The Medicines and Healthcare products Regulatory Agency (MHRA) has issued a final cut-off date for the ‘sell through’ of unlicensed herbal medicines.
The Agency announced yesterday (20 November) that from April 30 2014 retailers will longer be able to sell unlicensed herbal medicines that are not registered under the Traditional Herbal Registration (THR) scheme in the UK.
Under an agreement with industry the MHRA has allowed retailers to sell through herbal medicines that were on the UK market before April 2011 (the date when the transition period of the Traditional Herbal Medicinal Products Directive (THMPD) ended).
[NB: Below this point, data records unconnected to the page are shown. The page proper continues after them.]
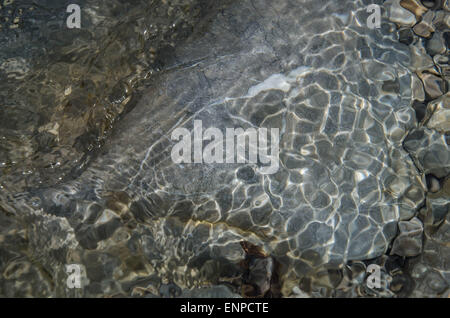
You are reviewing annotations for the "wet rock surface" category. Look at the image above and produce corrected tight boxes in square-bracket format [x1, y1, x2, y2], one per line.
[0, 0, 450, 297]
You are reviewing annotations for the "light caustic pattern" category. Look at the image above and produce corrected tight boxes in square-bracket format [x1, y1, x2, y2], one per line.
[0, 0, 424, 295]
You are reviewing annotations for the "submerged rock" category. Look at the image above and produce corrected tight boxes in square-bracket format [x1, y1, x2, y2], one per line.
[391, 218, 423, 257]
[384, 0, 416, 26]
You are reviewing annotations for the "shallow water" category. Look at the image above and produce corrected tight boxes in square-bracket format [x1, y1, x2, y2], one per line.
[0, 0, 450, 297]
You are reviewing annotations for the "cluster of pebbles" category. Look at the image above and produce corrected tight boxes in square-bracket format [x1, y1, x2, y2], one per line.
[0, 0, 450, 297]
[342, 0, 450, 297]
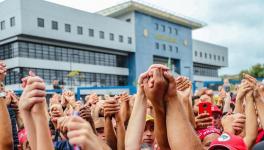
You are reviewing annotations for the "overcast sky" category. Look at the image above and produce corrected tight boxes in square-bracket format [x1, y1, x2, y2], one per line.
[0, 0, 264, 74]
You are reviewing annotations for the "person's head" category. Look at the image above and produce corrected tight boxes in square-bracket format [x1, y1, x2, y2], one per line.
[142, 115, 155, 146]
[197, 127, 221, 149]
[94, 118, 105, 141]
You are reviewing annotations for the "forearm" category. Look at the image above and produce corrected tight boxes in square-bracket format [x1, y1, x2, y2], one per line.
[166, 98, 203, 150]
[0, 100, 13, 149]
[255, 97, 264, 128]
[244, 99, 258, 149]
[116, 121, 126, 150]
[154, 106, 170, 150]
[31, 103, 53, 150]
[234, 98, 244, 114]
[125, 94, 147, 150]
[104, 117, 117, 149]
[21, 111, 37, 149]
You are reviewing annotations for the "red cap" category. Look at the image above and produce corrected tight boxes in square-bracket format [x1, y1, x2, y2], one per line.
[197, 127, 221, 140]
[209, 132, 247, 150]
[18, 129, 27, 144]
[211, 105, 222, 114]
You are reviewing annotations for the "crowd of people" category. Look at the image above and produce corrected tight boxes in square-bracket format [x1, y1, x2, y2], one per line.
[0, 62, 264, 150]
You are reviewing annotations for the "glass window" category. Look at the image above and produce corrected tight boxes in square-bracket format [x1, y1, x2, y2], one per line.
[77, 26, 83, 35]
[65, 24, 71, 32]
[162, 25, 166, 32]
[99, 31, 104, 39]
[0, 21, 5, 30]
[10, 17, 16, 27]
[38, 18, 45, 28]
[127, 37, 132, 44]
[51, 21, 58, 30]
[155, 42, 159, 49]
[88, 29, 94, 37]
[119, 35, 124, 43]
[109, 33, 115, 41]
[155, 23, 159, 30]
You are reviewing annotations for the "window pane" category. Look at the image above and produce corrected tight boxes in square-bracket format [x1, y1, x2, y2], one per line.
[38, 18, 44, 28]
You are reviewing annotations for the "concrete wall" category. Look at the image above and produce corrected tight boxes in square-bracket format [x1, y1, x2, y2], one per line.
[193, 40, 228, 67]
[135, 12, 193, 81]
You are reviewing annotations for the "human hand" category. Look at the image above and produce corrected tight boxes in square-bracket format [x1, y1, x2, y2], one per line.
[67, 117, 102, 150]
[19, 75, 46, 112]
[236, 81, 252, 100]
[103, 97, 120, 117]
[232, 113, 246, 135]
[144, 68, 168, 106]
[175, 76, 192, 100]
[79, 105, 92, 121]
[195, 113, 213, 129]
[0, 61, 7, 82]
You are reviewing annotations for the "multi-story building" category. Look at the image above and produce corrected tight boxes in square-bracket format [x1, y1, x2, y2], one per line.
[0, 0, 227, 94]
[193, 40, 228, 88]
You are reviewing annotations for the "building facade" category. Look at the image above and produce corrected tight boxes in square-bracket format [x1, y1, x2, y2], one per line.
[0, 0, 227, 94]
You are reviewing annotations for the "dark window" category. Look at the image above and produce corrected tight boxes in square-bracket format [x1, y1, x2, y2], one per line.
[38, 18, 45, 28]
[77, 26, 83, 35]
[155, 42, 159, 49]
[99, 31, 104, 39]
[0, 21, 5, 30]
[127, 37, 132, 44]
[65, 24, 71, 32]
[51, 21, 58, 30]
[89, 29, 94, 37]
[119, 35, 124, 43]
[109, 33, 115, 41]
[10, 17, 16, 27]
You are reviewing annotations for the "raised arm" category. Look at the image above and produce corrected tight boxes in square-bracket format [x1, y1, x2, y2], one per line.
[125, 73, 147, 150]
[244, 90, 258, 149]
[164, 72, 203, 150]
[144, 68, 170, 150]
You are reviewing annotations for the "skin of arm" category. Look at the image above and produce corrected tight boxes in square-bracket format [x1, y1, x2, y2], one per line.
[115, 112, 126, 150]
[244, 91, 258, 149]
[0, 98, 13, 150]
[164, 72, 203, 150]
[254, 88, 264, 128]
[125, 73, 147, 150]
[144, 68, 170, 150]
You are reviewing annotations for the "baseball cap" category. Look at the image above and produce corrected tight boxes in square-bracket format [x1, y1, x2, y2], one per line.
[146, 115, 154, 122]
[209, 132, 247, 150]
[197, 127, 221, 140]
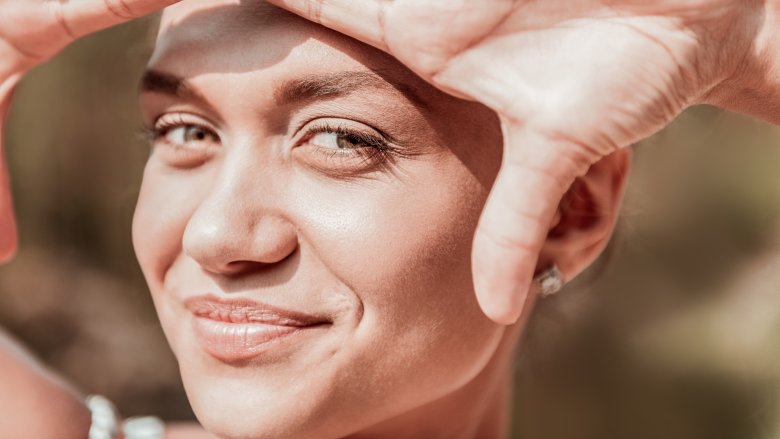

The Agency anticipated that all products still on shelves were likely to be sold within an 18-24 month period. But it says many products are still on shelves in 2013 and it is now taking action to remove them.
Dr Linda Anderson, MHRA Licensing Division, said: “It is now nearly ten years since the implementation of the European Directive on herbal medicines. Companies have had this time to bring products up to appropriate standards and apply for a THR registration. ”
Industry will read this development as a signal that the MHRA is about to step up its enforcement of the herbals category.
Manufacturers and trade associations meanwhile are continuing to lobby for a wider group of herbs and plants to be afforded the status of ‘botanicals’, allowing products containing them to be marketed as supplements and regulated under food law. They argue that the law remains unclear on the products occupying the borderline between medicinal herbs and botanicals.
Some companies have separately warned that the entire herbal category risks being damaged if ‘non-therapeutic’ versions of popular and trusted medicinal herbs are placed on the market. And one brand owner told Natural Products that ‘botanical supplements’ was a “meaningless term being used simply to get around the law”.